For the last year I have been pushing myself very hard. I have tried to accomplish many things that are difficult and all of them simultaneously. I have had amazingly good days and some that were not so good. I have stuffed down terror and anxiety as well as pushing through flashbacks in order to accomplish both my internship and my schoolwork. The bulk of the difficult emotions and the stuffing revolve around doing an internship. After almost 20 years of isolating myself I have had to be around people, a lot of people, more than was ever comfortable.
I have also met some of the most intelligent and creative people I could ever hope to find. They are dedicated and caring. And with the exception of one know very little about me or what I have been through. And that is fine. It has been difficult at times as I struggle through the panic. A part of me thinks that if I say anything about any of the struggles that I am having that they will not want me to be there. (The little child in me that was always pushed away still shows up sometimes.) I want them to see me as whole and competent. Even if inside I am struggling to do all the things that are required of me.
I spend a good deal of time reflecting on my actions and reactions.

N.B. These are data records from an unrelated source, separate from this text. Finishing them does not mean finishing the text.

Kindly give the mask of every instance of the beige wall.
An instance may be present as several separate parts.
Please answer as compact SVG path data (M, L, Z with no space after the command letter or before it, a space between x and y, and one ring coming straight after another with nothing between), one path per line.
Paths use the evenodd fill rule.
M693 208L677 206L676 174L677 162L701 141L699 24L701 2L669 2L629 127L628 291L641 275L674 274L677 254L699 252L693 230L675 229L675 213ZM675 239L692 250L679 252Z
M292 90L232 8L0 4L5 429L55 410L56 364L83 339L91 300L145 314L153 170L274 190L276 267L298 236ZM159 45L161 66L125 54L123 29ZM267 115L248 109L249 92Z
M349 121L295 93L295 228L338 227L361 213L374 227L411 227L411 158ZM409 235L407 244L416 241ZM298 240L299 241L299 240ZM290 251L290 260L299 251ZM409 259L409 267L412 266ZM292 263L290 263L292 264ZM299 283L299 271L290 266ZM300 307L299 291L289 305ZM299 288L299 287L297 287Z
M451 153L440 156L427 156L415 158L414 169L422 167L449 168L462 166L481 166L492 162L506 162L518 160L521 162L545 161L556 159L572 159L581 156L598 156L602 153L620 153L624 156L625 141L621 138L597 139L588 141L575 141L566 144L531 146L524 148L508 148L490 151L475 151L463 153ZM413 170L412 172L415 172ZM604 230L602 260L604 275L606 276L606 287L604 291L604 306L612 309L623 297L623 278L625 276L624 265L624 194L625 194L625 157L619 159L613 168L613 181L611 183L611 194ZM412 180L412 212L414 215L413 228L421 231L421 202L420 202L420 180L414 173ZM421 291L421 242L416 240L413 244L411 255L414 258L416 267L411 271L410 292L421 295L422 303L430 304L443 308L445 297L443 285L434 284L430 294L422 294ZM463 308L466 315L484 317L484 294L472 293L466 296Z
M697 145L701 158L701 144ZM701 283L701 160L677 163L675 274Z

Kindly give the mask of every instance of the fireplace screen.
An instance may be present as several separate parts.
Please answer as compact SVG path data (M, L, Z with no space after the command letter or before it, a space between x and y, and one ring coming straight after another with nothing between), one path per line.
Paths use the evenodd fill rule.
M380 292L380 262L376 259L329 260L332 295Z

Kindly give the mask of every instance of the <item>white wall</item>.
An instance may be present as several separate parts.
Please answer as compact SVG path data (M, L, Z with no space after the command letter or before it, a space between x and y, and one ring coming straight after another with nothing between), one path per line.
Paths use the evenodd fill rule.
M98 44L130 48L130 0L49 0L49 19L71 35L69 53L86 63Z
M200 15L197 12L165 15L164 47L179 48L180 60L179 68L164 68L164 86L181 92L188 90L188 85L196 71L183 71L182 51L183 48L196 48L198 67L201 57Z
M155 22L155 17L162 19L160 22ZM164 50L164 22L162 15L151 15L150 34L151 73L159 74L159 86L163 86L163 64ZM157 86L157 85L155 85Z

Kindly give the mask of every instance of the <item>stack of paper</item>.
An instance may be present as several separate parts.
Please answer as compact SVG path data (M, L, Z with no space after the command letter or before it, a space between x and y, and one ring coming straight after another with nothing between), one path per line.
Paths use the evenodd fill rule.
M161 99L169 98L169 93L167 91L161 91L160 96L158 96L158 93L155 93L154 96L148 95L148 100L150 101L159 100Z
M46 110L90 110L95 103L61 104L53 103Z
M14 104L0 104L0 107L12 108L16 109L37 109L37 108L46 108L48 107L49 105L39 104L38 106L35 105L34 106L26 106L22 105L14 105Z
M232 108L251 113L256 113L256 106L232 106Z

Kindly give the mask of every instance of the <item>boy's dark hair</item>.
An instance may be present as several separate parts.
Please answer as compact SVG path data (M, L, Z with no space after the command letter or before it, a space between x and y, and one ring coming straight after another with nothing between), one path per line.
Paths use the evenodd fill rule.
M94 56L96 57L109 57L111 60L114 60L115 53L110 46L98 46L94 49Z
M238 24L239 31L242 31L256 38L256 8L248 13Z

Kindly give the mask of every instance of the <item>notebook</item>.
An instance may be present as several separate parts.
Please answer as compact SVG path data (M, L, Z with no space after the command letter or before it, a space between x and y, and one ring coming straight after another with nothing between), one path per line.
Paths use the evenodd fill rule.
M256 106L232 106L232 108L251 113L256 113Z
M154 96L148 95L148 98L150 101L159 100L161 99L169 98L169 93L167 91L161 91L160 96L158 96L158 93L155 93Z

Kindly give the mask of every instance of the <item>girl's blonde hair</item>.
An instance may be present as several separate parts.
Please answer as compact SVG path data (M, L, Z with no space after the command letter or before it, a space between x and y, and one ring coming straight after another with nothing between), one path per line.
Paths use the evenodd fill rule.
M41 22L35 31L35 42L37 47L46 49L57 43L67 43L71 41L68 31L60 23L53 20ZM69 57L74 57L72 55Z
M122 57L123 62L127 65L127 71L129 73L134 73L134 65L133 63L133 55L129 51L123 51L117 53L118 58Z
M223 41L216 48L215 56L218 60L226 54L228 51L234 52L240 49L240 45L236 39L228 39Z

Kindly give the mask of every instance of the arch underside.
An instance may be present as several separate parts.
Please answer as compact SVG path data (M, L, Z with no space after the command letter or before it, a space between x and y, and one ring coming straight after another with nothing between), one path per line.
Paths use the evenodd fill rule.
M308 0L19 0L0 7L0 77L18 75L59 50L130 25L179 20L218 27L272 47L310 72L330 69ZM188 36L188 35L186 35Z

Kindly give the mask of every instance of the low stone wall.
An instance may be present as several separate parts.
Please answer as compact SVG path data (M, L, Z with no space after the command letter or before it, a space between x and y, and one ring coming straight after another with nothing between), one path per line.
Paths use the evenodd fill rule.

I spend a very large amount of time thinking about how I can turn my panic reaction into a viable response rather than the knee jerk reaction I want to give. I have done a lot of painful growth. Good growth, just very painful.
I also found out last week that there is a price to be paid for all the stuffing of emotions, the repressing of thoughts and the forced movement. My body simply did what it needed to and just shut down. My energy levels tanked. I had gone into the red zone of energy levels. For four days I could not do anything beyond moving from the bed to the bathroom, bed to the chair, and sleeping. I lost 10 pounds in 36 hours. And I am just now feeling moderately functional.

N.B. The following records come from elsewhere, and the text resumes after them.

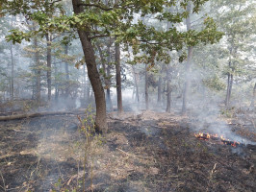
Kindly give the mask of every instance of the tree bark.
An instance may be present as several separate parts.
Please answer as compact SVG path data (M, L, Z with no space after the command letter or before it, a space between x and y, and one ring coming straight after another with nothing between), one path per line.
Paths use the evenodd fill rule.
M113 104L112 104L112 100L111 100L111 44L112 44L112 39L110 38L110 43L108 43L108 49L107 49L107 53L108 53L108 66L107 66L107 77L108 77L108 82L107 82L107 102L109 104L109 108L110 111L113 111Z
M39 53L38 53L38 38L34 38L34 46L35 46L35 64L37 66L37 80L36 80L36 99L38 102L40 101L40 63L39 63Z
M110 54L110 50L109 50L109 45L108 45L108 53ZM113 111L113 105L112 105L112 101L111 101L111 92L110 92L110 70L107 69L109 68L109 65L106 66L106 61L104 60L104 56L103 56L103 53L102 53L102 50L101 50L101 47L100 45L97 43L97 48L98 48L98 51L99 51L99 56L100 56L100 60L101 60L101 63L102 63L102 68L103 68L103 71L104 71L104 74L103 74L103 79L104 79L104 83L105 83L105 87L107 89L107 108L110 110L110 111ZM108 63L110 63L110 56L108 56L108 60L107 60Z
M188 60L186 64L186 82L184 85L184 91L183 91L183 103L182 103L182 114L185 114L187 111L187 103L188 103L188 93L190 88L190 75L191 75L191 63L192 63L192 47L189 47L188 50Z
M68 54L68 44L66 44L64 46L64 54L65 54L65 56L67 56L67 54ZM65 93L65 97L67 98L69 95L69 79L70 79L67 61L65 61L65 63L64 63L64 71L65 71L65 90L64 90L64 93Z
M117 95L117 111L121 113L122 108L122 85L121 85L121 66L120 66L120 45L118 42L115 43L115 79L116 79L116 95Z
M255 107L255 100L256 100L256 83L254 84L253 91L252 91L252 99L251 99L250 107L252 108Z
M162 84L163 84L163 79L162 79L162 71L163 71L163 67L162 70L160 72L160 76L158 78L158 88L157 88L157 103L161 104L162 101Z
M135 71L135 66L132 66L133 68L133 74L134 74L134 82L135 82L135 88L136 88L136 100L139 103L140 102L140 92L139 92L139 75Z
M191 11L192 11L192 2L189 1L188 6L187 6L187 12L189 12L189 15L186 18L187 31L190 31L192 29ZM186 63L187 74L186 74L186 80L185 80L185 85L184 85L184 91L183 91L182 114L185 114L187 112L188 93L189 93L190 81L191 81L190 75L191 75L192 57L192 47L189 46L188 60Z
M79 6L81 0L72 0L73 9L75 14L79 14L84 12L83 7ZM90 29L85 26L84 29L78 29L78 35L80 41L82 43L85 60L88 68L88 76L90 81L96 104L96 119L95 119L95 129L98 132L105 132L107 131L108 125L106 120L106 100L104 89L100 81L100 75L97 70L95 54L92 44L90 42Z
M52 96L52 36L47 34L47 89L48 89L48 101L51 101Z
M11 100L13 101L14 97L14 58L13 58L13 44L11 44L11 87L10 87L10 94L11 94Z
M148 110L148 72L145 64L145 109Z
M170 67L166 66L166 80L167 80L167 105L166 105L166 112L170 112L170 102L171 102L171 87L170 87L170 79L171 79L171 74L170 74Z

I am currently working on as course on mindfulness and that has been my saving grace. I breathe through the panic that comes when I think that I am getting behind. And I try very hard to stay in the here and now. One of the things that we do at my internship is a diary card. This chart helps me to see where I need to focus in order to maintain a balance in my life.
I am doing better. Life is good. I am learning to ask for help. The end of the semester is only two months away. And then I can get my brain back.